Entrance to Glacier National Park in 2020 (Photo courtesy of Glacier National Park via NPS Flickr, Public domain).
Visitors to Glacier National Park in 2025 will again be required to have a vehicle reservation to access the Park’s western areas, but the process will look a little different than in previous years. Park officials announced on Thursday that the fifth year of a pilot vehicle reservation system will be implemented with several changes from 2024.
As opposed to this summer, when vehicle reservations were required to access three of the Park’s popular entrances, visitors will only need advanced reservations to access the North Fork area at Polebridge and the West Glacier entrance to the Going-to-the-Sun Road. Reservations will be required from June 13 through Sept. 28, to reflect shifting visitor patterns after Glacier officials recorded the busiest September on record with more than 600,000 visitors. In addition, vehicle reservations will be required starting at 7 a.m., an hour later than in 2024.
The biggest change in this year’s pilot program is a shift to timed entry reservations at the Park’s western entrances. Visitors to the North Fork and west side of Going-to-the-Sun Road, the iconic alpine highway that bisects that heart of the park, will be able to enter according to the time block they reserve. Visitors can then remain in the park for as long as they like on the day of their reservation. The park will release additional information about time blocks, but said that multiple time blocks will be available each day.
“In 2025 we are continuing successful measures from the 2024 season, including access to Apgar Village, Two Medicine, and the East Entrance to Going-to-the-Sun Road outside of the vehicle reservation system,” Glacier National Park Superintendent Dave Roemer said in a press release. “Within that successful framework we are going to try timed entry to see if we can minimize congestion, optimize visitor arrival, and improve visitor experiences. Timed entry has proven to be a valuable tool in other popular national parks and should reduce congestion and wait times at the West Entrance to Going-to-the-Sun Road.”
For the park’s West Entrance, travel along Going-to-the-Sun Road beyond Apgar Village will require a vehicle reservation beginning June 13. As with previous years, visitors with activity reservations — including lodging, camping, transportation and other commercial activities — will be able to use their reservations for entry, as long as the commercial reservations originate beyond the Apgar vehicle checkpoint and west of Logan Pass.
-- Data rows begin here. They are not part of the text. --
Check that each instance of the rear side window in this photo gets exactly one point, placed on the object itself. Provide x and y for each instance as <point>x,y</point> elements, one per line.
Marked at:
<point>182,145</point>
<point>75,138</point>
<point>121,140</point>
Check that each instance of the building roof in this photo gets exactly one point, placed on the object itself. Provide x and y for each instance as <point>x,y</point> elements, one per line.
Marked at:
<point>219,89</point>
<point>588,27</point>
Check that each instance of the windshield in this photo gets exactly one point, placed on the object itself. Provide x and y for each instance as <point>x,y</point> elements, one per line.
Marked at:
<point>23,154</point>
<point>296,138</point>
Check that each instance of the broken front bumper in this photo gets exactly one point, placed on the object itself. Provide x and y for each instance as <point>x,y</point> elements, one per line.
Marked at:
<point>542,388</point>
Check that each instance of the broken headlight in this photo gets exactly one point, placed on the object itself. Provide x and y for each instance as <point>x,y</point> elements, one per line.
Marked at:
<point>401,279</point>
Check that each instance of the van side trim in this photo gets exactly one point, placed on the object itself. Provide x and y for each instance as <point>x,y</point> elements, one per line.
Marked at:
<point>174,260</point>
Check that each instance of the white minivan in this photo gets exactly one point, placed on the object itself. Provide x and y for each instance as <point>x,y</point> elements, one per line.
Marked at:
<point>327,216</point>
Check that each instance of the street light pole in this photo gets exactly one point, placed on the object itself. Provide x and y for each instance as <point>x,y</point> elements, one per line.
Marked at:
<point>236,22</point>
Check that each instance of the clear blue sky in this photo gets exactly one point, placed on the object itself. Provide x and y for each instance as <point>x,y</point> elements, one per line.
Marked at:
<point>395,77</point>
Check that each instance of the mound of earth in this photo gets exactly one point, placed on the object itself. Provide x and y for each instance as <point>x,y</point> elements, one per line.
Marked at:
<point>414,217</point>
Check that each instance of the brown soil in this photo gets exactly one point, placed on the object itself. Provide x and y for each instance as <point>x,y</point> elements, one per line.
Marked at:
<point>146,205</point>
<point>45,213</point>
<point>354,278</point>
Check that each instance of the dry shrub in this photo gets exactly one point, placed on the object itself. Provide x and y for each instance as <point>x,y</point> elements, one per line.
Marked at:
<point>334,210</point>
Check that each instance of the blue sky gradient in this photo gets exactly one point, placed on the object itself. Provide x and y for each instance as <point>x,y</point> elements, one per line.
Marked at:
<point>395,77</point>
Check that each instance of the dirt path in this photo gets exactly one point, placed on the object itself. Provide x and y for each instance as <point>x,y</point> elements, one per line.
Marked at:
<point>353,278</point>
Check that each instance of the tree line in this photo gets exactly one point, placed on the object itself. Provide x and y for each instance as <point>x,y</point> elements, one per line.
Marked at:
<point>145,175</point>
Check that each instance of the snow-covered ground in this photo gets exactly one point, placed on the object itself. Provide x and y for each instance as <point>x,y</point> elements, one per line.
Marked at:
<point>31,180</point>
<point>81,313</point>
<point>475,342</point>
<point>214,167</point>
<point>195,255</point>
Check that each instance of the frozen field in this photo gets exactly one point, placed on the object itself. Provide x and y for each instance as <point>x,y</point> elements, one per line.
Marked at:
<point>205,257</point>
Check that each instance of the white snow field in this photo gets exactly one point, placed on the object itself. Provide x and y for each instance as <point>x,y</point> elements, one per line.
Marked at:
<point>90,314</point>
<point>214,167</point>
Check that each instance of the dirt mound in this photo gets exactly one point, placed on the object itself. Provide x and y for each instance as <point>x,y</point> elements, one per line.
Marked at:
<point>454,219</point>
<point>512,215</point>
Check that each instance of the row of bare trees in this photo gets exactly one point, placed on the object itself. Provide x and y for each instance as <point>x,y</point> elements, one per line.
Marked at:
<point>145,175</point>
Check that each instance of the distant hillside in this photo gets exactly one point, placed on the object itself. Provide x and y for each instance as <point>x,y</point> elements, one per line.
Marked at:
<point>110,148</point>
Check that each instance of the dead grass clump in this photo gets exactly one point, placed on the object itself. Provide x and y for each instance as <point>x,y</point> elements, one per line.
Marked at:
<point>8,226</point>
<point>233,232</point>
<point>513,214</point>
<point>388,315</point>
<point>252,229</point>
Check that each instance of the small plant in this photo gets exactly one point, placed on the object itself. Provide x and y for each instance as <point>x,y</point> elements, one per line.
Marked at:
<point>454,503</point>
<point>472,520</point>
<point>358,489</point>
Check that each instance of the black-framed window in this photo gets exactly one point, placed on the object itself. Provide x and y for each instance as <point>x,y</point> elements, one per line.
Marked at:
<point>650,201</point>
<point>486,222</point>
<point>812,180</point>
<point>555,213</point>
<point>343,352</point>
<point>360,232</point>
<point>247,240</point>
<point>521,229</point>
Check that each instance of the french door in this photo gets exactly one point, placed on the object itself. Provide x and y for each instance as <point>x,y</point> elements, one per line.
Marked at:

Access to the St. Mary entrance on the park’s east side, as well as to Two Medicine Valley, will not change from 2024. Visitors will not need an advance reservation to pass through either entrance, though officials caution that entry may be temporarily restricted during the day when areas become too congested.
As of Thursday, park officials are not planning on requiring vehicle reservations for the Many Glacier Valley, however, the Swiftcurrent area will be closed to public access during the summer of 2025 due to ongoing construction, greatly reducing the amount of parking in Many Glacier. Park officials are currently researching access alternatives for next year.
As in previous years, the vehicle reservation system at Glacier will be managed through the recreation.gov website. While there is no cost for a reservation, a $2 processing fee is charged on each transaction. A portion of all reservations will be available on a rolling basis 120 days in advance, starting on Feb. 12, 2025, at 8 a.m. All remaining vehicle reservations will be available at 7 p.m. for next-day entry beginning on June 12.
Any visitor entering Glacier National Park is required to have a valid entrance pass —separate from a vehicle reservation — which includes a seven-day $35 vehicle pass, an Interagency Annual/Lifetime Pass, or a Glacier National Park Annual Pass. Visitors can enter the park through all entrances before 7 a.m. or after 3 p.m. without a vehicle reservation, and tribal members and landowners inside the park are exempt from the reservation system.